I screamed. But only during that initial climb. And then I was to so captivated by the feeling of riding the ride that I didn’t utter one sound.
I can only imagine what this ride is going to be like.
I’m writing this not only because I’m really excited, but also because I feel like I’m really on the right track. It feels… right. Maybe you haven’t had the feeling for something being right, but you probably have felt something is really wrong. (That sinking feeling in your stomach, for example, when you realize you definitely took a wrong turn while driving.) It’s just like that, however instead of feeling bad. It feels perfect.
I’ve often questioned my choice to do business as an undergraduate. If you remember, I did terribly my first semester (accounting……). I never really felt encouraged, or for that matter supported by the administration in the business school.
Finally, finally, I get it.
I’m TAing for my favorite class right now and it is a lot of work, but also extremely inspiring. I really can’t get enough of it. Mostly, I feel like I’m surrounded people who “get me.” A lot of people don’t, and I frequently feel like I generally don’t belong anywhere. I don’t like drinking, or going out. I like to work. Doing College Prep and working on Sweet Lemon is FUN for me.
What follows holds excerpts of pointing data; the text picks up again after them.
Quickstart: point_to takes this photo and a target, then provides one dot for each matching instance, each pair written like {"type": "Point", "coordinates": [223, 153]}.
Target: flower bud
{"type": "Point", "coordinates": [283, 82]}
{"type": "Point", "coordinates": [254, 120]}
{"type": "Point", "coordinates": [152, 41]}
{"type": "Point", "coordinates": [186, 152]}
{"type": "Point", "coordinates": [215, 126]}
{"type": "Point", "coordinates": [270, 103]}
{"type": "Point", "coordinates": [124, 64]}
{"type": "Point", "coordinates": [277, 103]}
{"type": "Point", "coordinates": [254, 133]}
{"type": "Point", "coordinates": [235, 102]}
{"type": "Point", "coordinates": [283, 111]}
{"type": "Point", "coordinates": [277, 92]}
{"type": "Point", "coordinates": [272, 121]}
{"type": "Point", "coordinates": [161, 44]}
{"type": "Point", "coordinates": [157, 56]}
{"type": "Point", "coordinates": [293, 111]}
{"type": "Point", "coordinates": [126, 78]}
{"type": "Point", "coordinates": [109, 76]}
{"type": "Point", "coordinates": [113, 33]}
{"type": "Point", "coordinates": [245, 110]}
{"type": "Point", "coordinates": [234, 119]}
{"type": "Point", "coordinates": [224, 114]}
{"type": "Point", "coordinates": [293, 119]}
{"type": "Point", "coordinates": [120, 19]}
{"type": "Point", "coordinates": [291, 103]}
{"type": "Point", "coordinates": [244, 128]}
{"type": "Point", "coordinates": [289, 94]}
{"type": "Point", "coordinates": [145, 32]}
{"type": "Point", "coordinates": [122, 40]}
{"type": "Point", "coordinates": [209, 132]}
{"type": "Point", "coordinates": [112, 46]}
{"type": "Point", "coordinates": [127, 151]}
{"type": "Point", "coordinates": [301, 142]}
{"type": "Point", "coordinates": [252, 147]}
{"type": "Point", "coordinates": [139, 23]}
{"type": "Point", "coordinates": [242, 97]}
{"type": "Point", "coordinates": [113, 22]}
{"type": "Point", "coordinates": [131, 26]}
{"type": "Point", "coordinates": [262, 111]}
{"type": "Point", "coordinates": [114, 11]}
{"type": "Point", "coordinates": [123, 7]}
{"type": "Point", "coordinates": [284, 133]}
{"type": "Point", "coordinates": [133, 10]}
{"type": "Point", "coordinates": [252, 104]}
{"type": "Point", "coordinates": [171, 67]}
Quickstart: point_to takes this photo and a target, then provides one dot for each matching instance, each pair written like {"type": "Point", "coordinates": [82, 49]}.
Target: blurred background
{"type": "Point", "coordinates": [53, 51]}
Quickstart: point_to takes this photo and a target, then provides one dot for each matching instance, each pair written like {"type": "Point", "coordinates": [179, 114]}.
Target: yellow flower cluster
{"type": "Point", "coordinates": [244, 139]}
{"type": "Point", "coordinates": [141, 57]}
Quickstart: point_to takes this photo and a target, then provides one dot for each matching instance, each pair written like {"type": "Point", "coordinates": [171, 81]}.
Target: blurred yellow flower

I can sit down and “work” (It doesn’t even feel like work to me!) for hours and not even bat an eye.
Every time I meet another speaker for the class, and even some of the students, I realize that there are a lot more people like me than I realize. For that two and a half hour lecture, I have an overwhelming sense of belonging.
I’d really rather take that class fifteen times a week and skip my other classes. (Confession: I spend a lot of my other classes incorporating whatever is being taught into how I can better run TCP or Sweet Lemon… that’s sort of like studying right?)
I hope this even makes sense. It’s really hard to describe what I feel, what I’m going through, how the people around me are inspiring me, how I feel so supported… It’s been a challenge to find a way to put it into words.
Has anyone else experienced this? Do you want to, but haven’t quite gotten there yet?